Guilt hits Seraphina so hard it almost takes her breath away.
“You haven’t done anything,” she replies. “Nothing.”
“Then stop looking at me as if you’re the one who’s trapped here,” Elliot says. “Because it’s killing me. It’s killing me to see that you don’t even want me to touch you anymore.”
Seraphina presses her lips together because she has no idea how to explain to him that she does feel trapped, even if it’s not because of him. And that’s precisely why she finds it unbearable. Elliot is a good man. He isn’t cruel or indifferent. He’s still fighting for their marriage—or at least, he’s tried—while his wife thinks of someone else every time she closes her eyes.
“I just need to disconnect for a bit,” Seraphina says, trying to smile.
“That’s what I’m trying to get us to do this weekend,” Elliot replies with a sad expression. “But it seems like you don’t even want me to try anymore.”
Seraphina looks down, embarrassed, and glances back at her phone. She still hasn’t received a single message, and that absence leaves her with a ridiculous, agonizing emptiness that makes her hate herself just a little more.

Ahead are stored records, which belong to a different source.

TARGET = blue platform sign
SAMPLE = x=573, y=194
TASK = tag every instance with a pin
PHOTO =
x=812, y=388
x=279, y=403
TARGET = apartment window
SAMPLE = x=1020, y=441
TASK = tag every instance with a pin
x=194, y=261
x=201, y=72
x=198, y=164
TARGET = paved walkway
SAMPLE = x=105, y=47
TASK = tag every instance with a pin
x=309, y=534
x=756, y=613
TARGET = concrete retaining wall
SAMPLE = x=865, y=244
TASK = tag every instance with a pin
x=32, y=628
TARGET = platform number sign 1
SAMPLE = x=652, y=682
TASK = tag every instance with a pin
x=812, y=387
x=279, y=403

Elliot lets out a bitter laugh.
“You know what the worst part is, Phina?” he asks without looking at her.
She barely turns her head.
“That I don’t even know anymore if you’re thinking about the clinic, work… or just wishing you were anywhere else but here with me.”
The words hang between them as the rain continues to beat against the windshield. Seraphina can’t think of any answer that won’t tear them apart a little more.

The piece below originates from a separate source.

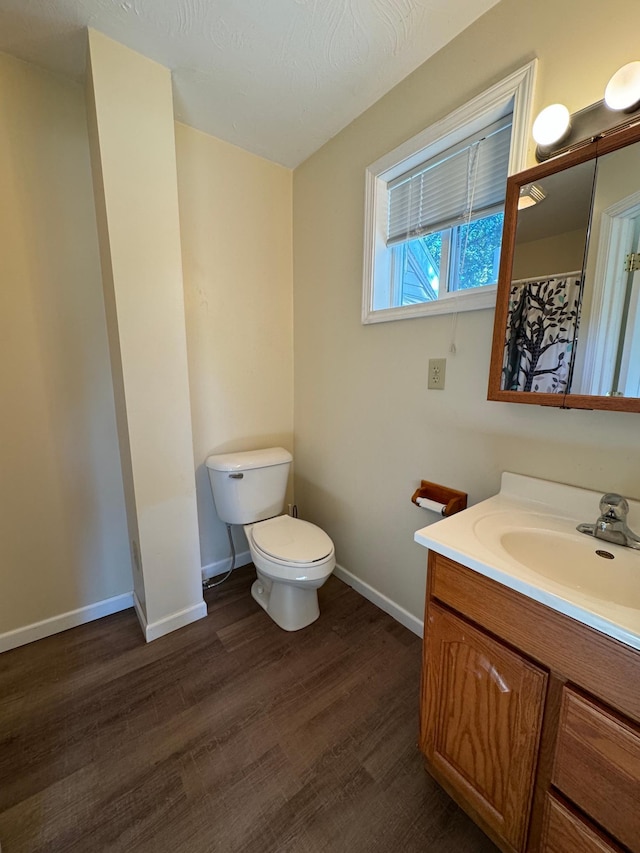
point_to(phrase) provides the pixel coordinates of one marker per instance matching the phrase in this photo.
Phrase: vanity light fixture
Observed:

The country inn appears amid damp hills and narrow roads surrounded by forest. The stone facade, illuminated by warm lanterns, looks like something out of a postcard. Immediately, Seraphina notices the intimacy the place exudes: lit fireplaces, couples talking by fogged-up windows. The kind of place where people go to reconnect.

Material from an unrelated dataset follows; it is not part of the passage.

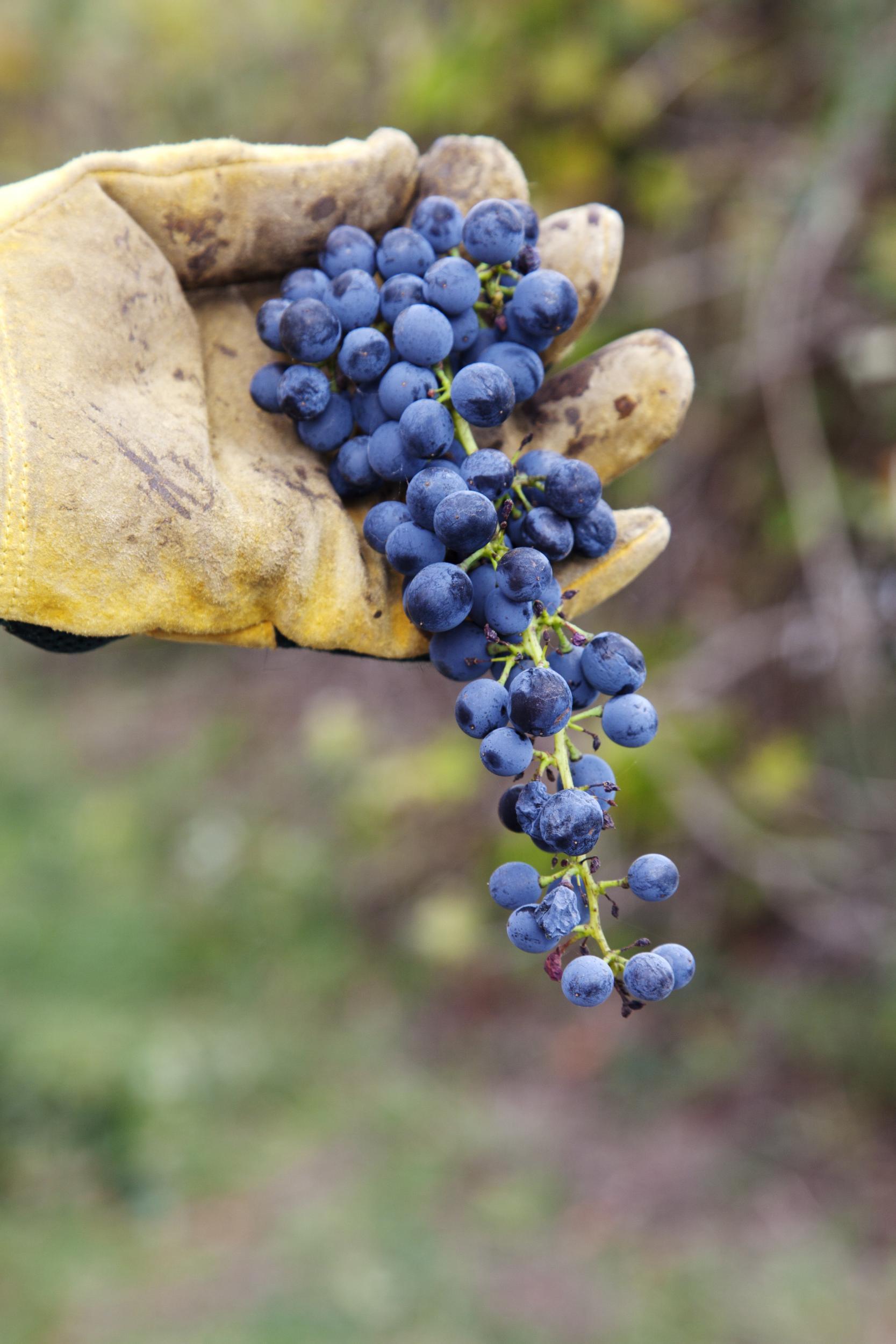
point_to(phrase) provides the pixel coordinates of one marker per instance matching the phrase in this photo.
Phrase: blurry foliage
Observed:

Seraphina feels nauseous the moment she walks through the door.
During dinner, she manages to put on a pretty good act. She smiles when she should and catches up with Elliot on the latest cases she’s handled outside of her work at the clinic. Seraphina wants to make an effort to rekindle the spark between them, and when Oliver and Ivy come up in conversation, she even manages to laugh. But the effort required to maintain that functional version of herself is too costly and, above all, a blatant lie.
Elliot senses it all. Every belated smile. Every distant look. Every time she seems to mentally leave the room.
And when they go up to the suite, the emotional exhaustion weighs so heavily that Seraphina can barely stand.The room is beautiful, she realizes. A fireplace crackles beside the bed while the rain beats against the tall windows and the dark forest stirs on the other side of the glass.
Elliot sets the keys on the sideboard and unbuttons the top buttons of his shirt.
“I’m going to order a bottle of wine,” he says. “It’ll do us good.”